Choc de Titan(s)
Dans un courrier incendiaire daté du 8 février et adressé au ministre du Redressement productif qui lui demandait en vain de revenir à la table des négociations, le PDG de Titan International raille « les soi-disant ouvriers » de l'usine Goodyear d'Amiens-Nord : « Goodyear a essayé pendant plus de quatre ans de sauver une partie des emplois à Amiens, qui sont parmi les mieux payés, mais les syndicats et le gouvernement français n'ont fait rien d'autre que de discuter (...). J'ai visité cette usine plusieurs fois. Les salariés français touchent des salaires élevés mais ne travaillent que trois heures. Ils ont une heure pour leurs pauses et leur déjeuner, discutent pendant trois heures et travaillent trois heures. Je l'ai dit en face aux syndicalistes français. Ils m'ont répondu que c'était comme ça en France (...) ! Monsieur, votre lettre signale que vous voulez que Titan démarre une discussion. Vous pensez que nous sommes si stupides que ça ? Titan est celui qui a l'argent et le savoir-faire pour produire des pneus. Qu'a le syndicat fou ? Il a le gouvernement français. Le fermier français veut des pneus pas chers. Il se moque de savoir s'ils viennent de Chine ou d'Inde. Titan va acheter un fabricant de pneus chinois ou indien, payer moins d'un euro l'heure de salaire et exporter tous les pneus dont la France a besoin ». Au passage, il affirme que « dans cinq ans, Michelin ne pourra plus produire de pneus en France ». Interrogé, suite à la publication de sa lettre, par l'AFP et Les Echos, il prédit la fin prochaine de l'industrie française, affirme que le pays finira « comme la Grèce, c'est une question de temps » et fustige l'attitude de ce gouvernement d'« imbéciles » qui « autorise les importations de pneus chinois moins chers mais n'a pas le droit d'exporter de pneus en Chine. Bientôt, en France il n'y aura plus d'emplois et tout le monde passera la journée assis dans les cafés à boire du vin rouge »...

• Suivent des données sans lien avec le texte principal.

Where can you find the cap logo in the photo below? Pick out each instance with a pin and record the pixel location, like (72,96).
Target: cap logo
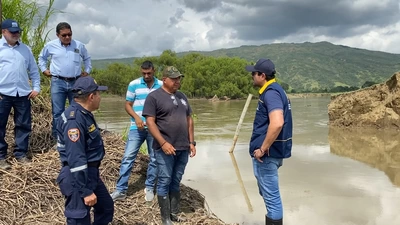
(172,69)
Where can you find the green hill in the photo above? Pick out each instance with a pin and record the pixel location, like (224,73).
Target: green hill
(312,66)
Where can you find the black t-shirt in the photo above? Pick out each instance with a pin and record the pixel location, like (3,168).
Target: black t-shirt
(170,112)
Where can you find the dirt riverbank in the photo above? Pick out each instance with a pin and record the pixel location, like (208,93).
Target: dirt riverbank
(30,195)
(377,106)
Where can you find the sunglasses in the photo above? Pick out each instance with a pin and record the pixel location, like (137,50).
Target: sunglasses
(65,35)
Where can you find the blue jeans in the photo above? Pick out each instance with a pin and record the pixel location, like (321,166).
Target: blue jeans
(76,211)
(135,140)
(268,185)
(170,170)
(60,91)
(22,121)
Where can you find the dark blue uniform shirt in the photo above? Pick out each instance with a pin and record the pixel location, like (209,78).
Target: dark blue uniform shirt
(79,144)
(272,97)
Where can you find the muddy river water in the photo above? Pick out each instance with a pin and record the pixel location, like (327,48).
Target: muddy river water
(335,177)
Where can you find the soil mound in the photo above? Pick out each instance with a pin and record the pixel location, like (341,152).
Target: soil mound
(30,195)
(377,106)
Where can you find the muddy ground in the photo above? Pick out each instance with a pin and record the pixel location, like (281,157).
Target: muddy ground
(377,106)
(30,195)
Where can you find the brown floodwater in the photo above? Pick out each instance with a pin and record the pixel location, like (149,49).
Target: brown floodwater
(335,176)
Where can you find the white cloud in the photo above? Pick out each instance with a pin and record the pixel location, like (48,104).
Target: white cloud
(123,28)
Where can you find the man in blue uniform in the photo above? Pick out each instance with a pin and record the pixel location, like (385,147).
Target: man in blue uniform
(81,150)
(271,140)
(67,55)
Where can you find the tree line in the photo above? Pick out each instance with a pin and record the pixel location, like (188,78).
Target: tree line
(205,76)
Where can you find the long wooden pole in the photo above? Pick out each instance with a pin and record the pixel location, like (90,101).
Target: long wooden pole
(246,196)
(246,106)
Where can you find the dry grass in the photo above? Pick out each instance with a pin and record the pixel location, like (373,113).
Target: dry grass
(30,195)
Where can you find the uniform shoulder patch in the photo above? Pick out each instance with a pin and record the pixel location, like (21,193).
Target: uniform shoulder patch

Pour l'un des représentants CGT de Goodyear, cette lettre « vient d'un déficient mental ». Ce candidat malheureux aux primaires républicaines de 1996 est connu pour ses propositions démagogiques, provocations et autres spots TV outranciers. « Tout en finesse, relève LeParisien.fr, il proposait notamment de réduire d'un tiers les effectifs des fonctionnaires » américains avant de suggérer la suppression de tous les postes d'ambassadeurs qu'il juge inutiles à l'ère du numérique. Comme quoi la diplomatie n'est résolument pas sa tasse de thé. Pour UsineNouvelle.com, « avec sa lettre caricaturale, [il] donne raison, sans le vouloir, à la CGT de l'usine Goodyear d'Amiens-Nord, qui s'oppose depuis trois ans à une reprise par Titan de l'activité de fabrication de pneus agricoles ».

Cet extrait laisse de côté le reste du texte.